Karşılaşacağınız (veya belki de bu makaleyi okurken zaten karşılaşmış olduğunuz) dirence özellikle dikkat edin: "beni tekmelemezsen sadece uyurum", "Kendimi rahatına kaparım ve yaparım. nereye götürüleceğimi bilmiyorum”, “tabii ki her zaman tetikte olmalısınız, etrafta güvensiz bir şeyler var”, “sert eleştiriler beni motive ediyor ve daha ileri gitmeye zorluyor” vb. Bu cümleleri de yazın. Elbette, onları kimin telaffuz ettiğini zaten tahmin ediyorsunuz?

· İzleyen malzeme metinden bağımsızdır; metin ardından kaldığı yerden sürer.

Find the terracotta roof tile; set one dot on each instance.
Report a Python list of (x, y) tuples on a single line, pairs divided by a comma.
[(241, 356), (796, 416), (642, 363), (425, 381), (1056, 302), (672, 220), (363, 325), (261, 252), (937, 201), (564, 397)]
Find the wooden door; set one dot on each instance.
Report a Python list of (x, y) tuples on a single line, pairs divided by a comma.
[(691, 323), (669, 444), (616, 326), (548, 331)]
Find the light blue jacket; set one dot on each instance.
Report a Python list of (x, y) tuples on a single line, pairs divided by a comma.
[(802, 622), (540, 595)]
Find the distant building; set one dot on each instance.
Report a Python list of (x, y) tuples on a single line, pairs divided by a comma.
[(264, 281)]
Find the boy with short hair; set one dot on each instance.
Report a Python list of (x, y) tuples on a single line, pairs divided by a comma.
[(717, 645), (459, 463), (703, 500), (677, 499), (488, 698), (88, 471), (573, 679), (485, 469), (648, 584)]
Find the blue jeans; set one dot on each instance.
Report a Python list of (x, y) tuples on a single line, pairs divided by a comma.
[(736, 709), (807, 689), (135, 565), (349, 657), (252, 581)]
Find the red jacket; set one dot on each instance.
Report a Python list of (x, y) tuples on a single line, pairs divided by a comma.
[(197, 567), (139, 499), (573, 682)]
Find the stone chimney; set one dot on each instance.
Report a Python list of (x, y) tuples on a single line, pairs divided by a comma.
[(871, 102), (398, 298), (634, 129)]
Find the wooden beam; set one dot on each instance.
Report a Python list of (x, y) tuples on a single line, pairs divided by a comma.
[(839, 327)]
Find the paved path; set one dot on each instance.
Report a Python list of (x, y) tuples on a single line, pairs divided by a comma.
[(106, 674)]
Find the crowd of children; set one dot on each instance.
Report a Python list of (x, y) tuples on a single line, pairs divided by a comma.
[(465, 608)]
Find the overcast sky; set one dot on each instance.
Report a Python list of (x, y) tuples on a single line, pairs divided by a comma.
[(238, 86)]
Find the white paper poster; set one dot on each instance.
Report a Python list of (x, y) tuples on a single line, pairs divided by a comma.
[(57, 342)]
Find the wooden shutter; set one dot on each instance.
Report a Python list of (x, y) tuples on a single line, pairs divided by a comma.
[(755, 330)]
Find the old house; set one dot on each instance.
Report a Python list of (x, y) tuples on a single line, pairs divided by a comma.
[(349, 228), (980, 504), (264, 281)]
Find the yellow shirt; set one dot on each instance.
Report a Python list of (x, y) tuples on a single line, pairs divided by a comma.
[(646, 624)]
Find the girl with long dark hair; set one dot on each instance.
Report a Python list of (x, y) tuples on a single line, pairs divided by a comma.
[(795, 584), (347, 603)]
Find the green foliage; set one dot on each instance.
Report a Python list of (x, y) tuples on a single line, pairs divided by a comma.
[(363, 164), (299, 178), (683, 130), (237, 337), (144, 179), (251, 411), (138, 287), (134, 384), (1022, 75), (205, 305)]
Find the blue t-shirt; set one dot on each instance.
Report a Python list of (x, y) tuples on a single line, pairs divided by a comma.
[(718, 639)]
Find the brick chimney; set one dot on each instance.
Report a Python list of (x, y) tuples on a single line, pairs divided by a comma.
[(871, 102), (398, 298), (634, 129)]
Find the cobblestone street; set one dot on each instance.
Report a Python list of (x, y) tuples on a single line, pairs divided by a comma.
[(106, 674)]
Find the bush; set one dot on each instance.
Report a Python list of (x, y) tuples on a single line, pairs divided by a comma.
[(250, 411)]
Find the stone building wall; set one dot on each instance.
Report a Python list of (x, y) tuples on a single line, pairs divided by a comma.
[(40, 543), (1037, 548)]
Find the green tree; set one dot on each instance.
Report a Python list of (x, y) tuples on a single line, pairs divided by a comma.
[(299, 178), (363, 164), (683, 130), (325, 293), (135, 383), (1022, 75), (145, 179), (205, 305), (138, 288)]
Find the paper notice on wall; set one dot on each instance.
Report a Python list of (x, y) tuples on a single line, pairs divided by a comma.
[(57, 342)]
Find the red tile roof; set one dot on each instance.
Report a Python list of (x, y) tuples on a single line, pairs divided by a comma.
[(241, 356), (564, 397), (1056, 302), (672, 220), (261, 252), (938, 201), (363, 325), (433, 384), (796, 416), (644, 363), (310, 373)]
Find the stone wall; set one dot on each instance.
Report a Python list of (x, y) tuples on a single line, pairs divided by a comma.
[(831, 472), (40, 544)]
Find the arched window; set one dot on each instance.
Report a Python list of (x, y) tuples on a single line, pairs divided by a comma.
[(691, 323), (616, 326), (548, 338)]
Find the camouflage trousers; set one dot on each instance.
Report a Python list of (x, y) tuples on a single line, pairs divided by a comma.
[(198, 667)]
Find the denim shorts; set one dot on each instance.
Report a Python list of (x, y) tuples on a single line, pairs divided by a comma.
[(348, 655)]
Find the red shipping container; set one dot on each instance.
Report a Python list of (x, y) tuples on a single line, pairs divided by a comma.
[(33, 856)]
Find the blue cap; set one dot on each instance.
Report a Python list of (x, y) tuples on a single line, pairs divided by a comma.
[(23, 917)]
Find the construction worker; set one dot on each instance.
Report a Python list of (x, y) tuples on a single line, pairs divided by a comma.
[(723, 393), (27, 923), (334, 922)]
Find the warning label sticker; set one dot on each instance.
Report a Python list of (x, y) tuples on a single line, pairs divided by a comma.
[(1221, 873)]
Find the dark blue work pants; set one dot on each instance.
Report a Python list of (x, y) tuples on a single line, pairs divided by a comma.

Bu alıştırma, eleştirmeninizle çalışırken ilk adımı atmanızı sağlayacaktır. Bir sonraki makalemde, diğer önemli adımların yanı sıra onunla hangi etkileşim stratejisini seçeceğinizi ve iç dirençle ne yapacağınızı okuyun.

Ve ilerisi. Kendini gözlemleme, eğer bu, kişinin kendini yapıcı bir şekilde bilinçli bir şekilde keşfetmesiyse ve anlamsız ve sonsuz bir kendini inceleme değilse, yalnızca gelecek için faydalı olmakla kalmaz, aynı zamanda burada ve şimdi önemli ve faydalıdır. Çünkü bu, kendine özen ve saygının bir tezahürü ve aynı zamanda tanıdık olanın yeni bakış açılarını görme fırsatı - yani, tam olarak sert bir iç eleştirmenin bizi mahrum ettiği şey.

Not:

Kendi kendine uygulama, zihinsel bozukluğu olmayan ve istikrarlı bir duygusal durumda olan insanlar için uygundur. Aksi takdirde (akut durum, psikiyatrik tanı), bağımsız olarak değil, bir uzmanın yardımıyla çalışmaya başlamak daha iyidir.